At the turn of the last century, African-American US Army troops – called “Buffalo Soldiers” by their Plains Indians adversaries – served as some of the first Wilderness Rangers in Yosemite and Sequoia National Parks. Their contributions were subsequently forgotten for nearly 100 years. Author Shelton Johnson has brought this story back to life in his novel, Gloryland. Here’s Johnson writing in the voice of his Buffalo Soldier character.
Shelton Johnson as a Buffalo Soldier at Yosemite National Park. Photo by Glenda Gilreath.
WILDERNESS IS JUST A WORD, and the wind got no use for anything that come out of our mouths except songs or prayers. Only then are we speaking from our hearts and are worth listening to. Otherwise we should just be quiet and let trees and sky do the talking. The wind’s been talking since the world began. I’ve been listening to it since I was born, and I ain’t been bored yet.
That’s the conclusion I come to as the sun was going down over the edge of the world. That wasn’t really happening, but it sure as hell looked like it yesterday evening as I was sitting in the saddle, staring down into the shadows of Yosemite Valley. I was reporting for duty.

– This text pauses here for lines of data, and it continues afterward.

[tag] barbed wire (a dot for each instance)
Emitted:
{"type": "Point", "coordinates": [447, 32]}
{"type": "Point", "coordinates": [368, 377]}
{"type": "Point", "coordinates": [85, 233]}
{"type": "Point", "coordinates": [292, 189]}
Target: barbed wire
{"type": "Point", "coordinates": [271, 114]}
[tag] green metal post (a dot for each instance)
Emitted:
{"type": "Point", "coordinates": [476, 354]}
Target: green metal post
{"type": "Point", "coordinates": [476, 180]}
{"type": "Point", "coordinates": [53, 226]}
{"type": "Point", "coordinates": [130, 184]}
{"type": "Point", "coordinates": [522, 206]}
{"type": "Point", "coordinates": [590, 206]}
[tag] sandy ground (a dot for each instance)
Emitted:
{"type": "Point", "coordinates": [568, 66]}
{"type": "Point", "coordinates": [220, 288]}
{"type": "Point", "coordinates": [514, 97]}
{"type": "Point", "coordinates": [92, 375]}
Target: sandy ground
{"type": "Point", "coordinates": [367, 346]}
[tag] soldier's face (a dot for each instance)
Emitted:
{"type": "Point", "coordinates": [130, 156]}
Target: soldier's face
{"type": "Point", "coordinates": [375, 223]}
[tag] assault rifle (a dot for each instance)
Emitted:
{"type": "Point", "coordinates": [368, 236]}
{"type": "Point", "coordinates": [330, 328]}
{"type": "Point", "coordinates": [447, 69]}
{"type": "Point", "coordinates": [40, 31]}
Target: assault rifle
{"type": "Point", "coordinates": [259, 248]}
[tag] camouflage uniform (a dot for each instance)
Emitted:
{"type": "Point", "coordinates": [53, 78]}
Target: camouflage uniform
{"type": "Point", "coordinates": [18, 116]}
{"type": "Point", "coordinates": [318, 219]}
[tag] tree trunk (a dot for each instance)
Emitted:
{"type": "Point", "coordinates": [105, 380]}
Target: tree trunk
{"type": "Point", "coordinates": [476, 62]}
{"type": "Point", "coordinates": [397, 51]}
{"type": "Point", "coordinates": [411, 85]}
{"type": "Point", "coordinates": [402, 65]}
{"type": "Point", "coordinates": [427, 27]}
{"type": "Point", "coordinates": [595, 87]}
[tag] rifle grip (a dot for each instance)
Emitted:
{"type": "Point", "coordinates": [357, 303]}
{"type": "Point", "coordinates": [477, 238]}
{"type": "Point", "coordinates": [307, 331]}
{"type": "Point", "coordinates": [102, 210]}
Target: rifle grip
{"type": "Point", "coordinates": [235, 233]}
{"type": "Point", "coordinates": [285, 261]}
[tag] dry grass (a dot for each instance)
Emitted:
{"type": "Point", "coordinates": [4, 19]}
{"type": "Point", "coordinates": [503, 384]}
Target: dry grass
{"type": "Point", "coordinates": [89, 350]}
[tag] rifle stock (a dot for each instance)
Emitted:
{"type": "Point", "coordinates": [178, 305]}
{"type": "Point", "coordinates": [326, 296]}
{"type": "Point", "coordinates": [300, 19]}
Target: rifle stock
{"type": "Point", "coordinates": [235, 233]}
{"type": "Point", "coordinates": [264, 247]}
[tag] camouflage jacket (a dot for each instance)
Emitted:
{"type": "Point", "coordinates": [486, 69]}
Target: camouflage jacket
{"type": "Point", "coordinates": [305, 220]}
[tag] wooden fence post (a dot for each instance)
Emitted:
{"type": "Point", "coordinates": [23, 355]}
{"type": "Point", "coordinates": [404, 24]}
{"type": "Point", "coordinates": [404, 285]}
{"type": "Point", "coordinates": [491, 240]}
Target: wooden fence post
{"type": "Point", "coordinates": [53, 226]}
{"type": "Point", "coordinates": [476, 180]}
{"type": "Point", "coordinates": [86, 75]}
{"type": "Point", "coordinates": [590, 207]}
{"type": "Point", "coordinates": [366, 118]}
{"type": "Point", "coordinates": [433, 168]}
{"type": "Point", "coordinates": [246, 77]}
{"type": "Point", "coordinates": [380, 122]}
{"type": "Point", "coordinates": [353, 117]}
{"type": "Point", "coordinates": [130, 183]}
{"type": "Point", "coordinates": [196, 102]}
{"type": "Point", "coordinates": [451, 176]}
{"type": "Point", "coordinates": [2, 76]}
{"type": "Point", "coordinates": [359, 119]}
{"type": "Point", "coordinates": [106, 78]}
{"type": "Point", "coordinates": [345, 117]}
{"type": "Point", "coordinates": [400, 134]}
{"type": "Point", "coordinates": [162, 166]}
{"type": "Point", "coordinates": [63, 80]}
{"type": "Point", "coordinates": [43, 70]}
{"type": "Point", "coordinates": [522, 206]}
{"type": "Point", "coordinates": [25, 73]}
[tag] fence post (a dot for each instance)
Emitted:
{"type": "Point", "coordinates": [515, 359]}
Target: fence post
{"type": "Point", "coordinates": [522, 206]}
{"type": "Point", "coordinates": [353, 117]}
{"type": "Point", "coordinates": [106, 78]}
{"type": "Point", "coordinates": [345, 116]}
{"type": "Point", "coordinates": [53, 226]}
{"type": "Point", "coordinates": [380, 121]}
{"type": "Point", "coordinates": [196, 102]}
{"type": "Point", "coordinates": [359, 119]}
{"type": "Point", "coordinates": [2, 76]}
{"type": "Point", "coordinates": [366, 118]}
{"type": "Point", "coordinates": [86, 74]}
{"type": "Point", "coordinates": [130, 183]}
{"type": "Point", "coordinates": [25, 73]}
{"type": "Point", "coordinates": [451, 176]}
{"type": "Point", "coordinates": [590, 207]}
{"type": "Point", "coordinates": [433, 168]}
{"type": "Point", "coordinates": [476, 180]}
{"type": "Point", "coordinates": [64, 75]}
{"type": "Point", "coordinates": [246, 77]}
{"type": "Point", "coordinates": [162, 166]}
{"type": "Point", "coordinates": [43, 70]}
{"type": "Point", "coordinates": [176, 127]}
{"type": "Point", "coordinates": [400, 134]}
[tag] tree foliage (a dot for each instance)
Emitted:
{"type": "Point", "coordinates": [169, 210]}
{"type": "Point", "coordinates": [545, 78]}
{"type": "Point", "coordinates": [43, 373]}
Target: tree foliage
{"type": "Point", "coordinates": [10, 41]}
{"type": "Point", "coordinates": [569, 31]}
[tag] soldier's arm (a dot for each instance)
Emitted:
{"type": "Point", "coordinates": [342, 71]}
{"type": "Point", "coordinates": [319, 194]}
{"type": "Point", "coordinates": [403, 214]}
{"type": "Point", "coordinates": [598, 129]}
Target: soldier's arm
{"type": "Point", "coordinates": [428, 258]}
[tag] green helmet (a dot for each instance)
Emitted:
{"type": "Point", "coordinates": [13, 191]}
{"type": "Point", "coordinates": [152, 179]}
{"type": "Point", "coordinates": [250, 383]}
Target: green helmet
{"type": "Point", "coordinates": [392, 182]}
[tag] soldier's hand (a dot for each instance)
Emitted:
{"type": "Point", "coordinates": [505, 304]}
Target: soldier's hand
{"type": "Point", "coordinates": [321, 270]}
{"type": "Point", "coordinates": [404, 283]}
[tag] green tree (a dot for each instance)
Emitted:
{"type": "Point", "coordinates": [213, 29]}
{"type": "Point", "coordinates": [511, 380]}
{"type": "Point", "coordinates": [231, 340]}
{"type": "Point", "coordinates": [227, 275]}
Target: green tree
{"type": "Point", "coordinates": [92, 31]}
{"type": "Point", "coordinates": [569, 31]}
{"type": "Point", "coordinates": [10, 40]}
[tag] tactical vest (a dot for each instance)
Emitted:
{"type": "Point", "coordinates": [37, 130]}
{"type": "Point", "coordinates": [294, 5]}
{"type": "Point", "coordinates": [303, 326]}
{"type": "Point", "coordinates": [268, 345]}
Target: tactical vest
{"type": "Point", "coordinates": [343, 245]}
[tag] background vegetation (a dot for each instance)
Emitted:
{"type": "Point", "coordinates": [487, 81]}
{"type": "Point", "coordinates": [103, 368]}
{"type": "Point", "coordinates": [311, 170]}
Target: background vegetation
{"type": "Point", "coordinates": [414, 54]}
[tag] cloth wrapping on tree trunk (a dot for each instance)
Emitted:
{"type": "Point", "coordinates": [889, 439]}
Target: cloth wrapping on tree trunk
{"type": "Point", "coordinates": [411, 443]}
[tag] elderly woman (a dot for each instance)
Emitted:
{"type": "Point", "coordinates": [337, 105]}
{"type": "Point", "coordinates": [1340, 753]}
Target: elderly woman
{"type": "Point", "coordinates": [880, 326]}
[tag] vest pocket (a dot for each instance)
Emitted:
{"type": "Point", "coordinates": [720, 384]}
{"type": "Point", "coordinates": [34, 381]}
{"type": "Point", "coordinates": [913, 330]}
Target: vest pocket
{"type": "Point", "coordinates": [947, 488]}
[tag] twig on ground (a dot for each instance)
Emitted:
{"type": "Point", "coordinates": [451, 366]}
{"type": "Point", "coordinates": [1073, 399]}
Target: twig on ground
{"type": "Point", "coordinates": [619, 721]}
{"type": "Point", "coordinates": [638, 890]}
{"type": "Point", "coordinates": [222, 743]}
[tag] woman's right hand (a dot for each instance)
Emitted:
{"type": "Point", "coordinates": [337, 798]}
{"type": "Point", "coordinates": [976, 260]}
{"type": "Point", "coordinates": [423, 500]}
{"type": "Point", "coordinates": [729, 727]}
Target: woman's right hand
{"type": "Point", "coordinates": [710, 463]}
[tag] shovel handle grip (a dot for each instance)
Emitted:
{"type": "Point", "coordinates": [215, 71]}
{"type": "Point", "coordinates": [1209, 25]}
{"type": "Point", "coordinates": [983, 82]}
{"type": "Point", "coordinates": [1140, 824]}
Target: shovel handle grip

I’d been assigned to assist Mr. George Harlow, the Guardian of Yosemite, with his duty to protect the Valley and the Giant Sequoia in the Mariposa Grove. If Captain Nance had told me to do this a few months ago, I would’ve thought he was drunk or crazy. I would’ve asked him, “Sir, what harm can anyone do to El Capitan? As for those sequoias, I ain’t ever heard one of those Big Trees cry out for help.”
I’ve learned a few things since then. I learned that any tree can be cut down if some fool’s got the will, that some people can’t see that there’s more wealth in a wildflower than in any bank, and that you can get more illumination from a mountain than any preacher trying to save your soul.
I also learned a bit from my mule. A mule won’t work up a sweat trying to figure out something that was never meant to be a problem. He’s never surprised by what he sees, hears, or smells. He’s never bored either. He just accepts whatever’s there in front of him, although he’s not too fond of anything that comes up from behind.
My mule don’t know everything. Neither do we, but we think we do, and that’s funny. We think way too much. As far as a mule can tell, things are what they are. A river’s just a river and a tree’s just a tree, a stone’s a stone and a cloud’s a cloud. Stop thinking, start feeling. Just go where the mule goes, flow with the flow, lean forward up the mountain, lean back going down, heels low. For my mule, flies thick about his head and heat of the sun opening up the world – in all that there’s no room for thinking.
There’s room enough for the ancestors: for my grandma who’s Cherokee, for my grandma who’s Seminole, for all those Africans, the spirits of family who come before me. There’s room enough for the smoke of burning tobacco, or sage, or the sweat of my ancestors falling from shadows, from shoulders swaying away from and back to the center of a song being sung at the beginning of time, thick about my head, heat of red stones opening a world with plenty room for the beating of our hearts, the heartbeat of Mother Earth.
We hear the drum. Mountains and forests rise within us. Bears peer out from our eyes, lick the sweet air in our mouths. Coyotes sleep behind our ribs, breathe deep the smoke of our lungs. On Earth there’s only family. Everything that crawls, trots, swims, hops, floats or flies, shines like the ancestors.
As I said, wilderness is just a word, and the wind got no use for anything that come out of our mouths except songs or prayers. Let the sky do the talking. The wind’s been talking since the world began. I’ve been listening to it since before I was born, and I ain’t been bored yet.
That’s the conclusion I come to as the sun goes down over the edge of the world.